# The one named Cow.



## DingoMutt (Feb 27, 2008)

I, being the rat obsessed youth that I was, desired something small and fuzzy, despite being the owner of three dogs. I wanted a rat because it would be a tiny and fluffy animal I could take care of and be with whenever I wanted. So, I asked my parents. I got my way a year or so later. And as I stood in line at the petstore, with two rats and all the supplies I needed, I was overjoyed. I got home and in they went.
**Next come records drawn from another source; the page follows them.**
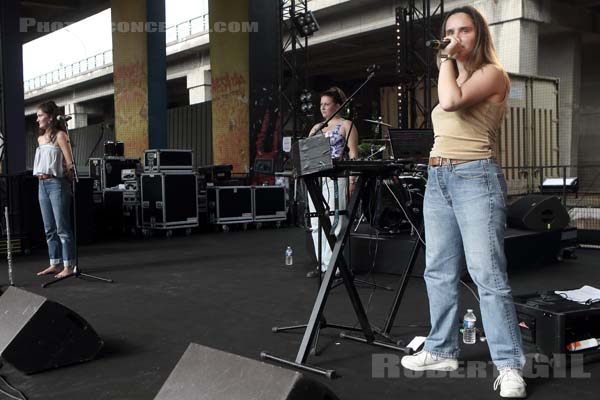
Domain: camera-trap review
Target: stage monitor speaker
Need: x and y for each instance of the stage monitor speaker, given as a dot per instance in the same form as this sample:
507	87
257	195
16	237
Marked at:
203	373
538	212
37	334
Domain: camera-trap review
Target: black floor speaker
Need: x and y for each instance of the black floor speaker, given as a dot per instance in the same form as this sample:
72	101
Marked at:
538	212
37	334
203	373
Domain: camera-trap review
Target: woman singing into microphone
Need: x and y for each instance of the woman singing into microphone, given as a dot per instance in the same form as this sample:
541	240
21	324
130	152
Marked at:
465	204
343	140
53	162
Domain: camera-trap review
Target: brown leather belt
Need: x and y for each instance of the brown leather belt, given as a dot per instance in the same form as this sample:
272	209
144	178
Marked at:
439	161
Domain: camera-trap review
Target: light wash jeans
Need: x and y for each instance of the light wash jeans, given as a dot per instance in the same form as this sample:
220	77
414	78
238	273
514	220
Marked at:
327	188
55	203
465	216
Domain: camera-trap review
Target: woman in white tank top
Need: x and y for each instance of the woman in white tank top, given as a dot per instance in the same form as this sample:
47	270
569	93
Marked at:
53	161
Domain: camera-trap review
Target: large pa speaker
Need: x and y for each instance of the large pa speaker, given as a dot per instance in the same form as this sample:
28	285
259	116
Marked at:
37	334
203	373
538	212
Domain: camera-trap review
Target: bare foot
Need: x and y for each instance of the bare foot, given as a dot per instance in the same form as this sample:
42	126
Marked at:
64	273
49	271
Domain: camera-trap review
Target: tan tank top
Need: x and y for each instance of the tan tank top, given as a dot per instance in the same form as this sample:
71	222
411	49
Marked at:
468	134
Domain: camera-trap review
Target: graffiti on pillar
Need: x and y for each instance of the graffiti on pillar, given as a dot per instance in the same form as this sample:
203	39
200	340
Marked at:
264	133
230	120
131	106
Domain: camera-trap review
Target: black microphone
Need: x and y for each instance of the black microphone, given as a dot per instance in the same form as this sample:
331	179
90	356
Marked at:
373	68
437	44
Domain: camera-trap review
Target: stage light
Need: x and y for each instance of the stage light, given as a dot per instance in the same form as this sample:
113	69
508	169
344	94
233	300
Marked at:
306	24
306	102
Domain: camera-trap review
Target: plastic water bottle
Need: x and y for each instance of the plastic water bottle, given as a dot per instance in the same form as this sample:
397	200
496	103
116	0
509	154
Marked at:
469	330
289	256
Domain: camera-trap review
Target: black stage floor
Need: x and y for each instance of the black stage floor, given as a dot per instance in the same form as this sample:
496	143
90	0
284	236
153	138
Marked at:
226	291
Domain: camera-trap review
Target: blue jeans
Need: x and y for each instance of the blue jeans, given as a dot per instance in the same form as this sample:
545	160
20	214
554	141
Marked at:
465	216
55	203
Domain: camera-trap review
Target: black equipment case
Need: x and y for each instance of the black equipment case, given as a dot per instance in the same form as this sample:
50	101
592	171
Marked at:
549	323
229	204
169	200
311	155
158	160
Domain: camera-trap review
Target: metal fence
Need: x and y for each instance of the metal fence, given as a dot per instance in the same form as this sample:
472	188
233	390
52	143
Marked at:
578	187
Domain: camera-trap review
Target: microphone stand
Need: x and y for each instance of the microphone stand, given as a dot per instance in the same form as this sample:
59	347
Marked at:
77	272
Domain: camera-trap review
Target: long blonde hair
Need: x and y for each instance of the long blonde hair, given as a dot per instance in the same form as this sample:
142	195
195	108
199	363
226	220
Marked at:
484	51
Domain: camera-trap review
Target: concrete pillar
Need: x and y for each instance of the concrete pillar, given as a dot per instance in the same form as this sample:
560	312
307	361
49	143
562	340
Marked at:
230	84
139	60
78	114
198	84
514	27
560	56
12	124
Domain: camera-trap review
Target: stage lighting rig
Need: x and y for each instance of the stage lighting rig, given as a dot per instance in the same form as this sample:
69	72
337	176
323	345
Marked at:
305	23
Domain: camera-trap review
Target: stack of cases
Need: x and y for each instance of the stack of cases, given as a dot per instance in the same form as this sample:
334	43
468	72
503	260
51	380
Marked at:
131	199
230	204
169	192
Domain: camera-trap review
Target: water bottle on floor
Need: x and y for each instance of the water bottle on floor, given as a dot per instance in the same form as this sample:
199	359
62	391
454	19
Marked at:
469	330
289	256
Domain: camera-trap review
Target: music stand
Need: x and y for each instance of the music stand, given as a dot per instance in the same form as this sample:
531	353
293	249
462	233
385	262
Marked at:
77	272
411	143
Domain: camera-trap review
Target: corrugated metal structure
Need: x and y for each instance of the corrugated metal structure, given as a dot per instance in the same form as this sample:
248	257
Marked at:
529	136
189	127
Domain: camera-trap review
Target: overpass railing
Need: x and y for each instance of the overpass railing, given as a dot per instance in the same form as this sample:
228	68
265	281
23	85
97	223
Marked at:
174	34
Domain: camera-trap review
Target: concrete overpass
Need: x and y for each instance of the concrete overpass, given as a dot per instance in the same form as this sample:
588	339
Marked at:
555	38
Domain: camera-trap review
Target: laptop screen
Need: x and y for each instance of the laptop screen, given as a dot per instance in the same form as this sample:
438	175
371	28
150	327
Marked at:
411	143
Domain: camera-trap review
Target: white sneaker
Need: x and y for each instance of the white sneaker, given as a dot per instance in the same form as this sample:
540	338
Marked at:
511	383
425	361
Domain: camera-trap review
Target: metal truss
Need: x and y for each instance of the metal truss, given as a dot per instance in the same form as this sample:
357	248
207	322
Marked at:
416	64
293	63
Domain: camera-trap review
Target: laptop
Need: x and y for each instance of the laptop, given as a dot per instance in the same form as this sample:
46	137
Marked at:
411	143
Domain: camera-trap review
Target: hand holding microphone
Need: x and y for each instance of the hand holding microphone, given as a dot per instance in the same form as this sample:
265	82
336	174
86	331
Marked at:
437	44
447	46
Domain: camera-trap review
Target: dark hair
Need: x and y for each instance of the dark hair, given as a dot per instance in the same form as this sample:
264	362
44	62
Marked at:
56	125
484	51
336	94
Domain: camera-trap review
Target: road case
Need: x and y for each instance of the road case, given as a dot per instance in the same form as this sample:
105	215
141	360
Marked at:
169	200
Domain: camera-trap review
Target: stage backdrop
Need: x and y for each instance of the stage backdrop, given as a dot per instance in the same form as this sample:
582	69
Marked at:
230	77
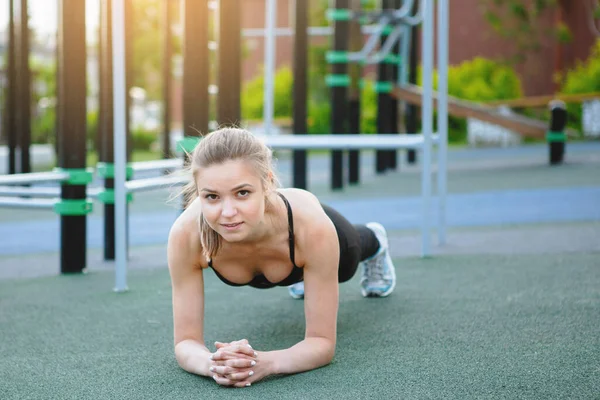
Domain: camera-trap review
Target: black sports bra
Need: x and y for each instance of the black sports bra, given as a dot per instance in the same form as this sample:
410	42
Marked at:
260	281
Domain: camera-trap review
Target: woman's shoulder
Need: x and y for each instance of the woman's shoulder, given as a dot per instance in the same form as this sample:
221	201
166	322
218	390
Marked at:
306	207
184	236
300	199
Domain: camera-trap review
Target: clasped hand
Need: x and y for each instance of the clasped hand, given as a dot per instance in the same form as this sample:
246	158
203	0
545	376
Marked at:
236	364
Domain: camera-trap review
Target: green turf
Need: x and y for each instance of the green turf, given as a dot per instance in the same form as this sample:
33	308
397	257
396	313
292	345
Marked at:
459	327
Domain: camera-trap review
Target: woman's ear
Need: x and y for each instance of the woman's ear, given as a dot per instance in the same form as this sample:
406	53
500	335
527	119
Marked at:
271	178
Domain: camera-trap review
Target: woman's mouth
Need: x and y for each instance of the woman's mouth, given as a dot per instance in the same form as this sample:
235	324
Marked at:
231	227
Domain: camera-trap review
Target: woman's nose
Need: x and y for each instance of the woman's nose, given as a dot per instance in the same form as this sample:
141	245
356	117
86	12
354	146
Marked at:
229	209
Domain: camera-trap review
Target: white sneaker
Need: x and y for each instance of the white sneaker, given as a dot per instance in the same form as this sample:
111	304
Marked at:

I only owned Cow for 3 weeks, but he was the best first rat I could have. He was exactly what I wanted, but on one fateful Saturday I went to the mall, and I came home. I had shared breakfast with Cow, and I was looking forward to seeing him after a long day away. And I picked up and handled him daintily, for he had been a baby since the day I purchased him, he was small and didn't grow at all. I gave him a quick kiss, and put him back in the cage. I had recently been spending a lot of time with Steve, my other rat, because his eye was looking pretty bad, and I was afraid his days were numbered. But then I watched Cow do a little backflip and fall, and then try to stand, only to fall once more. I picked him up, horrified, and he was breathing heavily. I began to freak out, on the verge of tears as we all are when our worst fears are realized.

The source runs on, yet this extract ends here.